大好き
(ピクニックをする)彼らは外へ出て、大地の美しさを喜び、牧草地を踏みにじり、ついにはたくさんの花や枝をもぎ取り、すぐまた投げ捨てるか、家でそれがしおれるのを眺めるかする
〜ヘッセ〜
『ただいま戻りました』
『やぁ、遅かったね凛君』
粉雪ちゃんと共に部屋の中に入ると雪さんがソファの上で丸まって本を読んでいた。
彼女は本を読む時だけは年頃の少女のように可愛らしい表情になる。
その時の彼女を見るとなぜか微笑ましくなるのだが、まあ、例によって例の如く本の内容が難しすぎてなにを読んでいるかはわからない。
雪さんは頭が無駄にいい。
世界のありとあらゆる本を貪るかのように読みふけり知識を吸収し更にまだ求め続ける。
まるで、知識の猛獣だ。
『頼んだものは全部買えたかい?』
『はい。
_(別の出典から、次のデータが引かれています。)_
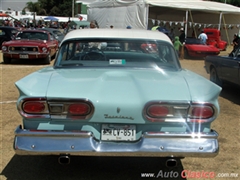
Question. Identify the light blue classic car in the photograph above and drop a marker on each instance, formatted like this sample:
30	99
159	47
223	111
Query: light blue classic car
117	92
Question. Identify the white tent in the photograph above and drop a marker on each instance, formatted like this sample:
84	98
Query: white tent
193	15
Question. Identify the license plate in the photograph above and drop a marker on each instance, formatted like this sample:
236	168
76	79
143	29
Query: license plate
23	56
113	132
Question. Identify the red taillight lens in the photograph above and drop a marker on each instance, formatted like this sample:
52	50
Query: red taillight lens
202	112
158	111
33	107
79	109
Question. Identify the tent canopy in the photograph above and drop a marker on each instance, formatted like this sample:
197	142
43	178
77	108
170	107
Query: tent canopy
144	14
195	5
51	18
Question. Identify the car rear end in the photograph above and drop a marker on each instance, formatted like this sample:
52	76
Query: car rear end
117	107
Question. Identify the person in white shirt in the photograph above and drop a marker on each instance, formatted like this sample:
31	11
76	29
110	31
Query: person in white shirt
203	37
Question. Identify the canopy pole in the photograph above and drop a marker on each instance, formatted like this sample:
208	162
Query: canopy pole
195	35
186	23
220	21
226	30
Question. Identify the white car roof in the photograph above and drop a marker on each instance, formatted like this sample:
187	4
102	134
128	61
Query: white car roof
117	33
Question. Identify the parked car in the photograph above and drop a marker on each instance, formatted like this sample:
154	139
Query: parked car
194	48
55	32
115	92
214	38
7	33
224	69
30	44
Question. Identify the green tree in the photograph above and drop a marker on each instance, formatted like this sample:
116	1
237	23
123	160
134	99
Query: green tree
35	7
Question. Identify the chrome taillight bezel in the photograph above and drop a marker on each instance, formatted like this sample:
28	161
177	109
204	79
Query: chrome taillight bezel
4	48
194	119
180	111
56	109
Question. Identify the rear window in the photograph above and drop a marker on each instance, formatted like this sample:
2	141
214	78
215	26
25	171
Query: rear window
116	53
知人に分けてもらったりして全部揃えることが出来ました。…でも、なにに使うんですか?あんなの』
『ふふ、秘密だよ』
本を近くにある机に置き髪を自らの矮躯に絡ませてソファへとダイブする。
このまま、ソファの上で眠るんだろうか?
雪さんにしては珍しい。
普段ならお風呂かベッドでしか眠らないのに。
少し待って彼女を見ていると静かな寝息が聞こえてきた。
どうやら、本当に眠ってしまったらしい。
雪さんを起こさないように静かに歩きながら自室へと向かっていく。
とりあえず、上着を置かなくては。
『粉雪ちゃんはどうするの?雪さん眠っちゃったけど』
『んー…私は、七花さんの部屋でテレビゲームでもやりに行って来ます』
そう言ってすぐに部屋を出て行った。
つか、七花さんの部屋って。
ボクですら行ったことないのに。
まったく、羨ましいことだ。
七花さん…
ゲームとかやるんだな。
今度、訪問させてもらうか。
『さてと…』
上着を自室に置きまたリビングへと戻ると雪さんが寝ているからか凄く寂しい空間へとなっている事に気付いた。
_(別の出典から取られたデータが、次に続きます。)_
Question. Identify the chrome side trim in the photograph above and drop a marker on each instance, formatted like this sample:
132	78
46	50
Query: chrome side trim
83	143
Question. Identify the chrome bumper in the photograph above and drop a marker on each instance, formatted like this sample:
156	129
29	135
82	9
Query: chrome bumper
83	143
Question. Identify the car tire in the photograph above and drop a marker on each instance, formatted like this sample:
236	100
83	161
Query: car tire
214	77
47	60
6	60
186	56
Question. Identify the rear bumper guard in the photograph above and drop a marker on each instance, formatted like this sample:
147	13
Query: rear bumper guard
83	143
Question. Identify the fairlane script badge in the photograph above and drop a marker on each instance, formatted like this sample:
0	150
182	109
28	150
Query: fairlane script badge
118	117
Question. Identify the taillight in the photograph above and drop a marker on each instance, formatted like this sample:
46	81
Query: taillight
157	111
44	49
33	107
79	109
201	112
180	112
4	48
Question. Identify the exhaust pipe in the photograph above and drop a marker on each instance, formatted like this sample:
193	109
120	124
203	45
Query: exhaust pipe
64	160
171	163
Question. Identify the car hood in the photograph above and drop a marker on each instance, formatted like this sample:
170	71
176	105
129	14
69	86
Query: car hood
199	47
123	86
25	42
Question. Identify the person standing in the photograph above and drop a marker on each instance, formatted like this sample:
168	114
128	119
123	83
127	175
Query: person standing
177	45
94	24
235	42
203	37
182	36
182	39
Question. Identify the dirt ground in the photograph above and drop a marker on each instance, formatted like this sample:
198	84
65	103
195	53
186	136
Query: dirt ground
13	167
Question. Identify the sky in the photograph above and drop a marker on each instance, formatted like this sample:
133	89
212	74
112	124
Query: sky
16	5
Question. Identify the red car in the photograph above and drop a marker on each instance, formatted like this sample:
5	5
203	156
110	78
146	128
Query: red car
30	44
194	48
そのまま、雪さんの寝ているソファの横に座り込むと雪さんの寝顔がよく見えた。
この世の物とは思えないほど整ったいつもニヤニヤと笑っているいつもの彼女の顔立ち。
それが今では年頃の少女のように可愛らしい表情で眠っていた。
やはり、雪さんは寝てる時と本を読んでる時は可愛く見えるんだな。
その二つ以外は最悪だけど。
『雪さん。こんなところで寝たら風邪引いちゃいますよ』
彼女の頭を撫でながらそうボヤくとくすぐったいのか、雪さんは首を竦め寝顔に笑みを浮かべている。
いい夢でも見ているんだろうか。
羨ましい。
『凛…君』
『はい?』
雪さんから呼ばれるがどうやら寝言だったらしい。
彼女はいまだ丸くなりながら目を覚まさない。
『だい…しゅき…』
また、寝言でなにか言ったらしいが、何を言ったのかまではわからなかった。
『雪さん、おやすみなさい』
寝ている雪さんを撫でながらボクも目を閉じる。
すると、睡眠の波がさざ波のように襲い掛かってきた。
だから、ボクはその波に逆らわず眠りについた。